What is expected to happen to energy bills?
Household energy bills are likely to remain at more than two-and-a-half times their pre-crisis levels until at least 2024, one of the country’s most respected energy consultancies has warned.
Cornwall Insight has forecast that the price cap on energy bills, which regulates what 24 million households in England, Wales and Scotland pay, will soar to £3,615 from January - and hit £3,729 in April.
This is hundreds of pounds more than previous predictions warned.
Experts say bills will begin to fall in the summer of 2023 - but only slowly, decreasing to £3,569 by July and to £3,470 for October, November and December 2023.
The analysis came on the same day that energy giant BP reported its biggest quarterly profit for 14 years, prompting strong reaction from the public, charities and campaigners.
The oil and gas company saw underlying profits hit £6.9 billion between April and June, which is more than triple the amount it made in the same time period last year.
Shell, Equinor, TotalEnergies and British Gas owner Centrica are other examples of companies reaping the benefits of higher gas and oil prices, as all of these have also announced recent profits.
In May, the Government announced an energy costs support package in response to predictions at the time that bills would rise to £2,800 by October for the average household.
The package promised to give £400 to each household, as well as extra support to more vulnerable families.

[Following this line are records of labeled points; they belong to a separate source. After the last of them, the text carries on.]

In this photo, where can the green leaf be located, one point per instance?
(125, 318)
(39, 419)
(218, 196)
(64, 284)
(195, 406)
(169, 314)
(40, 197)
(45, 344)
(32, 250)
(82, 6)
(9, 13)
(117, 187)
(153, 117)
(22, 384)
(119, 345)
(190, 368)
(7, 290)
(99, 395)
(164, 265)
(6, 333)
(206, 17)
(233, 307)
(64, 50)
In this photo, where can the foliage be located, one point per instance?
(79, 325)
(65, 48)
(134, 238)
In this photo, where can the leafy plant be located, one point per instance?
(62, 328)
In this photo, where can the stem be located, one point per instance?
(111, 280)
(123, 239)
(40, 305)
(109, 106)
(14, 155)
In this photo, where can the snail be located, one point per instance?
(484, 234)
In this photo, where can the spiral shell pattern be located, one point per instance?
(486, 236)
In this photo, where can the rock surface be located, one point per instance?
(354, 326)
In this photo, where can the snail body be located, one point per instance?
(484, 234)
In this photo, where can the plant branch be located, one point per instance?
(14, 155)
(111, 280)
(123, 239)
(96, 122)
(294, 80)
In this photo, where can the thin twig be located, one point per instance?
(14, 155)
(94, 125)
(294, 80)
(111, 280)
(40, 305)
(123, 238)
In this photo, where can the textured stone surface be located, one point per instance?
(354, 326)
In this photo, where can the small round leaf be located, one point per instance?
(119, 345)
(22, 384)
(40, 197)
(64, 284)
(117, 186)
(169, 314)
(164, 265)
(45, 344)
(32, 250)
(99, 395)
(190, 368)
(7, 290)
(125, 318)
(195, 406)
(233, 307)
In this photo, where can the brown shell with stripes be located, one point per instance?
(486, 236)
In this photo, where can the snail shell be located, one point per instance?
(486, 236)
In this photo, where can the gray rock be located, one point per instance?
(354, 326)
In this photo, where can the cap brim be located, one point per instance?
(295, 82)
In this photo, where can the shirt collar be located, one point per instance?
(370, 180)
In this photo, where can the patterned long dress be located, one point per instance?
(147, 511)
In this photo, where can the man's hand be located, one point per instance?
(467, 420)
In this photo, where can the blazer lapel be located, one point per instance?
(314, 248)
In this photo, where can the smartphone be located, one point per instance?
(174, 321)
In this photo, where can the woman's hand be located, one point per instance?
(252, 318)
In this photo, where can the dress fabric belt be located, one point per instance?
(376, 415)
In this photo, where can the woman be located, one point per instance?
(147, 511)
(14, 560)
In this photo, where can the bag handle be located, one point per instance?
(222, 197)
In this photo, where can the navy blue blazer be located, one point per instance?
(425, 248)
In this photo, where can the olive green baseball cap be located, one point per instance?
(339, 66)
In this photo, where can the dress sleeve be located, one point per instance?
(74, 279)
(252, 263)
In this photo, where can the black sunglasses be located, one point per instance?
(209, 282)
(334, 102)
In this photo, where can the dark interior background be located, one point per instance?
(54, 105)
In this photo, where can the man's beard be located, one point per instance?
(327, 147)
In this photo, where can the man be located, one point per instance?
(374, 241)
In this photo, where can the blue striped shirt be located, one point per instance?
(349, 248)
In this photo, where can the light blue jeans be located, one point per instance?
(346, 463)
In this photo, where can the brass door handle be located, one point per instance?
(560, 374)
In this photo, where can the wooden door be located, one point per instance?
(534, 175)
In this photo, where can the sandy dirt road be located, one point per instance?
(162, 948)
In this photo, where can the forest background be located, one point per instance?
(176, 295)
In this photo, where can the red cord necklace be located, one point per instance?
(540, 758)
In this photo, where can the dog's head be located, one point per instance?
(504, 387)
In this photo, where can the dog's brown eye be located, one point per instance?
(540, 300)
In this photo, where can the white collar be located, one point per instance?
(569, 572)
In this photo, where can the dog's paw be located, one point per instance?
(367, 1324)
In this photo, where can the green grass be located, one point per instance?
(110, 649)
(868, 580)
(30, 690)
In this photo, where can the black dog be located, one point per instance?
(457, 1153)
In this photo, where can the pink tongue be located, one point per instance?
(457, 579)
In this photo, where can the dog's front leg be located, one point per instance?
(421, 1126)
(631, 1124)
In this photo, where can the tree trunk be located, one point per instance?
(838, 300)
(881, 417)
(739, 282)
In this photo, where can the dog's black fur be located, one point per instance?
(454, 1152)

There has not yet been an announcement on whether this package will change following more recent predictions.
Craig Lowrey, principal consultant at Cornwall Insight, said: “While the Government has pledged some support for October’s energy rise, our cap forecast has increased by over £500 since the funding was proposed.
“The truth is the £400 pledged will only scratch the surface of this problem.”
Richard Neudegg, director of regulation at Uswitch, echoed these thoughts - calling for the £400 to be increased to at least £600, and for payments to vulnerable households to rise from £650 to £950.
He explained: “The Government did the right thing by stepping in with wide-reaching support to try to help ease the blow.
“However, this support now looks like a severe under-estimation of what consumers need.
“Households need clarity to help them plan for the most expensive winter in living memory.”
Why are energy bills rising?
Households are facing a steep increase in their energy prices due to supply and demand on the global wholesale market, which has been prompted by the war in Ukraine.
Following its invasion, Russia has reduced supplies to Europe and fears are growing that the country may switch off the taps altogether.
This has driven up the amount providers pay for gas and electricity - and that cost is now being passed on to the consumer.
Where can I get help?
You can find out about the grants and benefits available to help you pay your energy bills on Citizens Advice’s website.
You can see if your energy company is providing charitable grants on Turn2Us’s website.